Prepare and solve the problem#

mp = MappingProblem(adata_sc=adata_sc, adata_sp=adata_sp)

mp = mp.prepare(
    sc_attr={"attr": "obsm", "key": "X_pca"}, kwargs={"callback_kwargs": "local_pca"}
).solve()

INFO     Computing pca with `n_comps=30` for `xy` using `adata.X`

INFO     Normalizing spatial coordinates of `x`.                                                                   
INFO     Solving `1` problems                                                                                      
INFO     Solving problem OTProblem[stage='prepared', shape=(3039, 1297)].                                          

Create the annotation mapping of leiden clusters#

In this case, the target is adata_sc and the source is adata_sp.
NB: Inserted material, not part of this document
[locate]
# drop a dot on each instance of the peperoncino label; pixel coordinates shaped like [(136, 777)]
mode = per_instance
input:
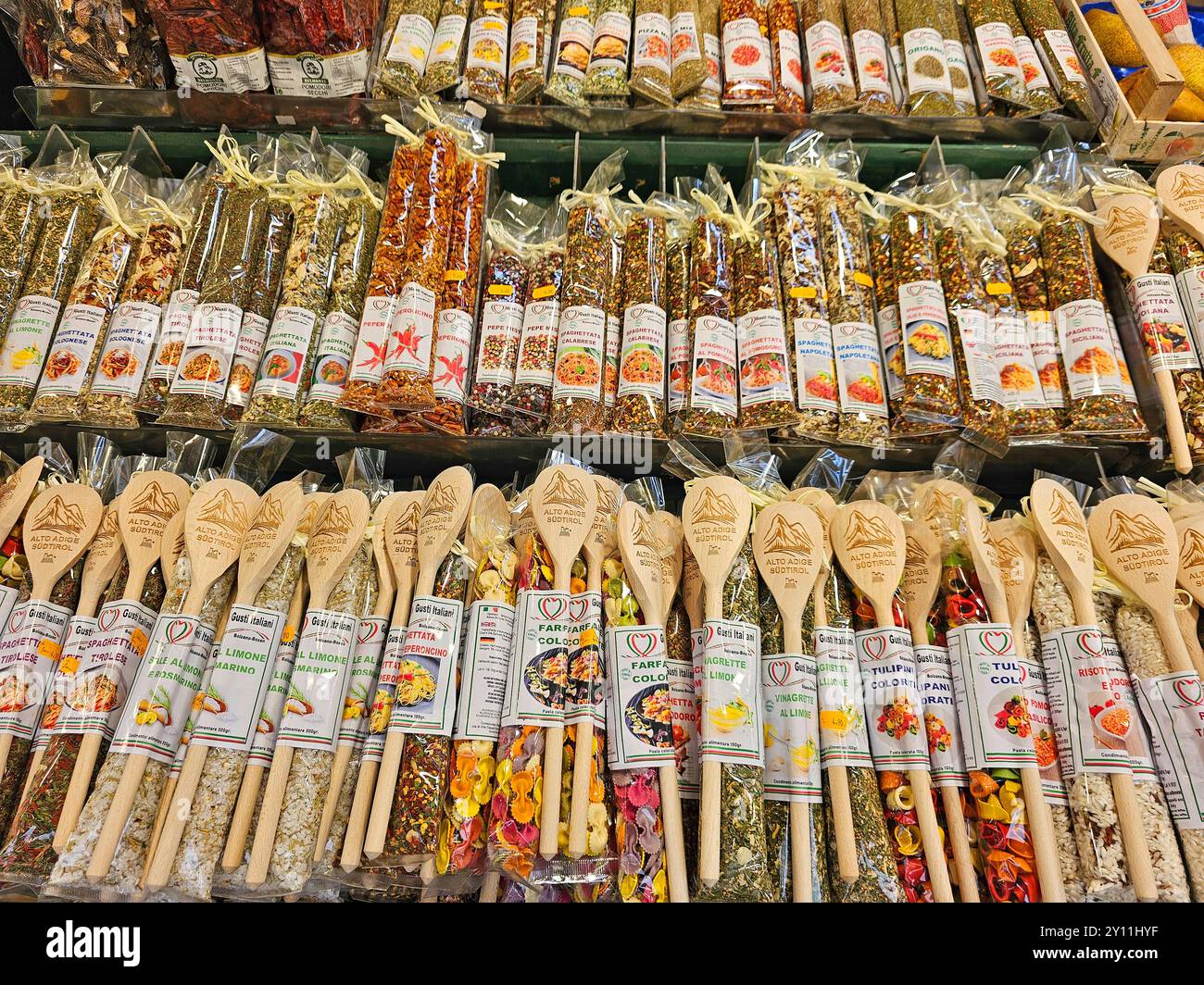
[(1173, 704), (639, 711), (1019, 377), (790, 696), (684, 700), (585, 692), (486, 657), (934, 677), (410, 331), (978, 347), (314, 702), (1083, 680), (67, 367), (827, 56), (927, 61), (713, 380), (128, 343), (843, 739), (731, 704), (815, 365), (538, 669), (1086, 345), (1160, 321), (579, 352), (372, 343), (424, 702), (925, 325), (161, 695), (263, 743), (870, 52), (859, 368), (894, 709), (642, 361), (237, 678), (332, 356), (992, 707), (29, 336)]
So, in order to map the leiden cluster annotation from single cell to spatial data, we need to pass forward=False.

First, we create the annotation mapping using “max” mode. This mode transfers the label of the cell with the highest matching probability.

anno_map_max = mp.annotation_mapping(
    "max",
    "leiden",
    source="src",
    forward=False,
    batch_size=256,
)
adata_sp.obs["leiden_max"] = anno_map_max["leiden"].values
adata_sp.obs["leiden_max"] = adata_sp.obs["leiden_max"].astype("category")

sc.pl.umap(adata_sc, color="leiden")
sc.pl.umap(adata_sp, color=["leiden_max"])

../../../_images/74ee0899014bfeff71ae0601f633d9553c44fb3dc0182b0b8d16a2648968f79e.png

Then, we create the annotation mapping using the “sum” mode. It groups the cells by cell type and transfers the label with the highest total matching probability.

anno_map_sum = mp.annotation_mapping(
    "sum",
    "leiden",
    source="src",
    forward=False,
    batch_size=256,
)
adata_sp.obs["leiden_sum"] = anno_map_sum["leiden"].values
adata_sp.obs["leiden_sum"] = adata_sp.obs["leiden_sum"].astype("category")

sc.pl.umap(adata_sc, color="leiden")
sc.pl.umap(adata_sp, color=["leiden", "leiden_sum"])

../../../_images/a35568a9fccbf91e728ab30692035781d7115141f4f8318f4c69f9fe337006a4.png

Compare the resulting mapping of different modes:

sc.pl.umap(adata_sp, color=["leiden_max", "leiden_sum"])

../../../_images/866ddbedf9d209ec3b59c16e4c95bed77489dd1dd78d0fee53e0a5eceaeae3e7.png

And calculate the fraction of cells that got the same label assigned by "max" and "sum" modes:

adata_sp[adata_sp.obs["leiden_max"] == adata_sp.obs["leiden_sum"]].shape[
    0
] / adata_sp.shape[0]

0.8644290885159592

Around 86% of the cells got the same label in both modes.